Liberalisme dan Sekulerisme dalam Al-Majalah Al-Ahkam Al-Adaliyah

Majallah al-Ahkam al-Adaliyah adalah kitab undang-undang hukum perdata Islam yang disusun pemerintah Turki Usmani pada tahun 1800-an. Kitab ini terdiri dari 1851 pasal dan disusun selama tujuh tahun.”
Sebagaimana diketahui Majallah al-Ahkam dan Qanun Qarar al-Huquq al-‘A-ilah al-Utsmaniyah yang lahir beberapa dekade setelahnya adalah merupakan produk konstitusi yang lahir pasca Tanzhimat Ustmani tahun 1800-an yang berupaya mengadopsi pola pikir barat demi menandingi kemajuan barat saat itu (Antony Black, 2001) .

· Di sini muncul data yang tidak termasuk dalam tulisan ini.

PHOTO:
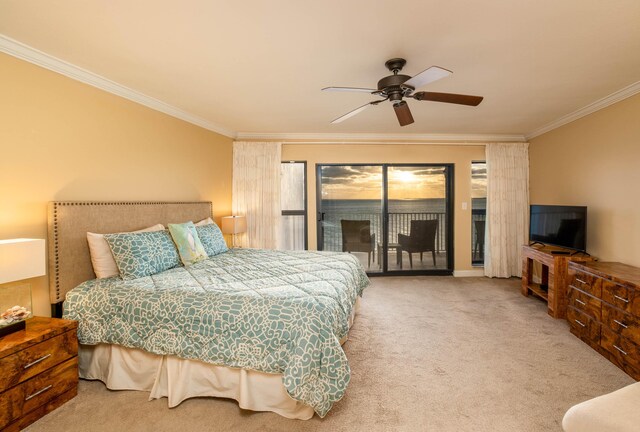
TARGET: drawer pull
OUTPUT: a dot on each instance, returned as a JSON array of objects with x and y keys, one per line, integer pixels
[
  {"x": 621, "y": 298},
  {"x": 620, "y": 349},
  {"x": 31, "y": 396},
  {"x": 623, "y": 325},
  {"x": 35, "y": 362}
]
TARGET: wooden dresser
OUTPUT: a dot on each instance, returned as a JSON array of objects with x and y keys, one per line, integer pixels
[
  {"x": 604, "y": 311},
  {"x": 38, "y": 371},
  {"x": 553, "y": 286}
]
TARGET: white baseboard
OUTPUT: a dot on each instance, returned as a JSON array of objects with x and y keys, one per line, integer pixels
[{"x": 468, "y": 273}]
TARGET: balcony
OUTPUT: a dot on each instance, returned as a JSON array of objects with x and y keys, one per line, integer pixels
[{"x": 400, "y": 223}]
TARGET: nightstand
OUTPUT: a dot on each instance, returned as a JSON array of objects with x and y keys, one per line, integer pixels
[{"x": 38, "y": 371}]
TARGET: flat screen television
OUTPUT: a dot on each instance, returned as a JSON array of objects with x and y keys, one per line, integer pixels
[{"x": 564, "y": 226}]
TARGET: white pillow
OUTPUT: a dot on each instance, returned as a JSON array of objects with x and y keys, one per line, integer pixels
[
  {"x": 101, "y": 258},
  {"x": 207, "y": 221}
]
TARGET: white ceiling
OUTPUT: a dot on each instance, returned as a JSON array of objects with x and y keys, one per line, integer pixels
[{"x": 258, "y": 66}]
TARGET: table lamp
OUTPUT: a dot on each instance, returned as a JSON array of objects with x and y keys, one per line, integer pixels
[
  {"x": 234, "y": 225},
  {"x": 19, "y": 259}
]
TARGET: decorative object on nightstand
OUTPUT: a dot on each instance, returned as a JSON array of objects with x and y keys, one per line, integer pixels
[
  {"x": 19, "y": 259},
  {"x": 38, "y": 371},
  {"x": 234, "y": 225}
]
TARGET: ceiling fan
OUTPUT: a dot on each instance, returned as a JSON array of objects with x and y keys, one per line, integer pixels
[{"x": 396, "y": 87}]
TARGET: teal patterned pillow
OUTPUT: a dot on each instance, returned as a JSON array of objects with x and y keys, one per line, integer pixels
[
  {"x": 189, "y": 245},
  {"x": 143, "y": 254},
  {"x": 212, "y": 239}
]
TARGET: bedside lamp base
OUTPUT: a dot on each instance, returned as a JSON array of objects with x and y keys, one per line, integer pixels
[{"x": 12, "y": 328}]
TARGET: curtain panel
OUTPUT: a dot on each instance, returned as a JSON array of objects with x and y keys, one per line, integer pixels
[
  {"x": 507, "y": 208},
  {"x": 256, "y": 192}
]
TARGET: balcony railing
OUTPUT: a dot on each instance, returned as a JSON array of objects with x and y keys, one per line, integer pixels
[
  {"x": 478, "y": 220},
  {"x": 399, "y": 223}
]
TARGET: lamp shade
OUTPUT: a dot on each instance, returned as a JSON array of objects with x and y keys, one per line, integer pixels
[
  {"x": 21, "y": 259},
  {"x": 234, "y": 224}
]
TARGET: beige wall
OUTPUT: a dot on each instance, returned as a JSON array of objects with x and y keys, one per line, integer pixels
[
  {"x": 64, "y": 140},
  {"x": 460, "y": 155},
  {"x": 595, "y": 161}
]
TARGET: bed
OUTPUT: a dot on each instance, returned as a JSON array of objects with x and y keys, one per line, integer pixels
[{"x": 262, "y": 327}]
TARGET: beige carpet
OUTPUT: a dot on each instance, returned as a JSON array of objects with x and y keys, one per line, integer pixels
[{"x": 426, "y": 353}]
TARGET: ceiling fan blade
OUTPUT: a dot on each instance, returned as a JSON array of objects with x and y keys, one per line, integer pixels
[
  {"x": 356, "y": 89},
  {"x": 352, "y": 113},
  {"x": 449, "y": 98},
  {"x": 427, "y": 76},
  {"x": 403, "y": 113}
]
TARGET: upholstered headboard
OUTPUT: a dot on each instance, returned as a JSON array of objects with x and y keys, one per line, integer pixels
[{"x": 69, "y": 222}]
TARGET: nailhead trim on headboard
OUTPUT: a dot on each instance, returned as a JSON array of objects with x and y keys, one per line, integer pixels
[{"x": 57, "y": 204}]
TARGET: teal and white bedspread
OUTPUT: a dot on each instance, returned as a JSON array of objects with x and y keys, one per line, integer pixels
[{"x": 279, "y": 312}]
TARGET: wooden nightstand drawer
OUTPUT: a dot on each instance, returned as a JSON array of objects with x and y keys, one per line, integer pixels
[
  {"x": 624, "y": 350},
  {"x": 585, "y": 303},
  {"x": 621, "y": 297},
  {"x": 587, "y": 282},
  {"x": 24, "y": 364},
  {"x": 583, "y": 326},
  {"x": 38, "y": 391},
  {"x": 621, "y": 323}
]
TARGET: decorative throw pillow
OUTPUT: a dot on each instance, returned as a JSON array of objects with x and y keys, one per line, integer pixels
[
  {"x": 189, "y": 245},
  {"x": 101, "y": 258},
  {"x": 212, "y": 239},
  {"x": 143, "y": 254}
]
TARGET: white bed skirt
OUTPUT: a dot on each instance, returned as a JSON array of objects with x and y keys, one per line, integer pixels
[{"x": 177, "y": 379}]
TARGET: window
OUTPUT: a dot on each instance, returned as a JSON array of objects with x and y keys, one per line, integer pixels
[
  {"x": 478, "y": 210},
  {"x": 293, "y": 195}
]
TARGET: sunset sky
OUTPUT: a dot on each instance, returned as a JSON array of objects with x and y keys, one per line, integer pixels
[{"x": 365, "y": 182}]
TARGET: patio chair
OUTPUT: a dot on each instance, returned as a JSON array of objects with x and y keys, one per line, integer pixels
[
  {"x": 421, "y": 238},
  {"x": 357, "y": 237}
]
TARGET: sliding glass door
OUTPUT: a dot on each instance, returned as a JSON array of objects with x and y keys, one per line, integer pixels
[
  {"x": 350, "y": 202},
  {"x": 404, "y": 214}
]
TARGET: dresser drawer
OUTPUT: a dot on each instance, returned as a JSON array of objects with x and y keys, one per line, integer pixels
[
  {"x": 37, "y": 391},
  {"x": 624, "y": 350},
  {"x": 588, "y": 283},
  {"x": 24, "y": 364},
  {"x": 621, "y": 323},
  {"x": 583, "y": 326},
  {"x": 585, "y": 303},
  {"x": 621, "y": 297}
]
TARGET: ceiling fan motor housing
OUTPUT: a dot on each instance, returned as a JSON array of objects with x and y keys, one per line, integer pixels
[{"x": 392, "y": 86}]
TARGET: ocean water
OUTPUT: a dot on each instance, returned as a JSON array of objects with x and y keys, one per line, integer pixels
[
  {"x": 426, "y": 205},
  {"x": 401, "y": 212}
]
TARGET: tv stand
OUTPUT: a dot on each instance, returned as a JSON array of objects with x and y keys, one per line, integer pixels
[{"x": 553, "y": 278}]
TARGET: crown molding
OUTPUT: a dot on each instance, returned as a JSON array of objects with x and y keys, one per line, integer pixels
[
  {"x": 379, "y": 138},
  {"x": 32, "y": 55},
  {"x": 589, "y": 109}
]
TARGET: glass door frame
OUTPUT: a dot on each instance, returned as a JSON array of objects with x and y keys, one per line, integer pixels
[
  {"x": 449, "y": 209},
  {"x": 304, "y": 212}
]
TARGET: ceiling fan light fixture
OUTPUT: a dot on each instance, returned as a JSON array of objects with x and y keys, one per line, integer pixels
[{"x": 397, "y": 86}]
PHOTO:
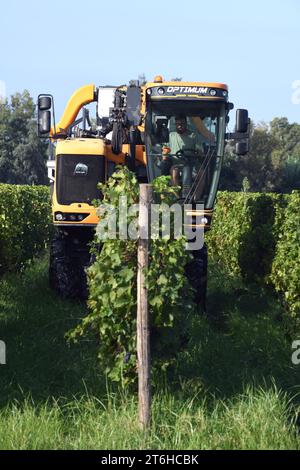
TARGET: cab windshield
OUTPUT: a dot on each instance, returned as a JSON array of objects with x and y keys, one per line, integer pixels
[{"x": 185, "y": 140}]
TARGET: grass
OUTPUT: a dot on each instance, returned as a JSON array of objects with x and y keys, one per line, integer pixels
[{"x": 235, "y": 387}]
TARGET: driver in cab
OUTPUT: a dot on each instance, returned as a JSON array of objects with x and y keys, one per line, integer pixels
[
  {"x": 182, "y": 149},
  {"x": 184, "y": 143}
]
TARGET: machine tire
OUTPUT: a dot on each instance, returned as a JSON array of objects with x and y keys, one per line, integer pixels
[
  {"x": 69, "y": 258},
  {"x": 196, "y": 272}
]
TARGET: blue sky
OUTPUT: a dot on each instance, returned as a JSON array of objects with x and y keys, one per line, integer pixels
[{"x": 58, "y": 46}]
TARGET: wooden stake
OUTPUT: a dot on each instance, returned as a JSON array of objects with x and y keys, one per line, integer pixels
[{"x": 143, "y": 328}]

Reformasi konstitusi yang dikemudian hari melahirkan benih-benih sekularisme, liberalisme dan nasionalisme dangkal berdasarkan cinta tanah air (Patrie:Wathan) ansich. Dalam ranah ekonomi sebagaimana diungkapkan oleh Muhammad Ali—Tokoh Tanzhimat Utsmani yang bersekutu dengan Inggris—bahwa tidak ada lagi jalan untuk memajukan bangsa Turki selain dari menerapkan formula pembangunan ala Eropa.
Sejarah reformasi Turki Utsmani sering dirujuk oleh kalangan muslim dalam hal apapun; Hukum, ekonomi dan politik. Padalah Tanzimat ini merupakan sejarah perselingkuhan tokoh-tokoh sekuler dengan pihak inggris yang menghendaki kehancuran Khilafah Turki Utsmani.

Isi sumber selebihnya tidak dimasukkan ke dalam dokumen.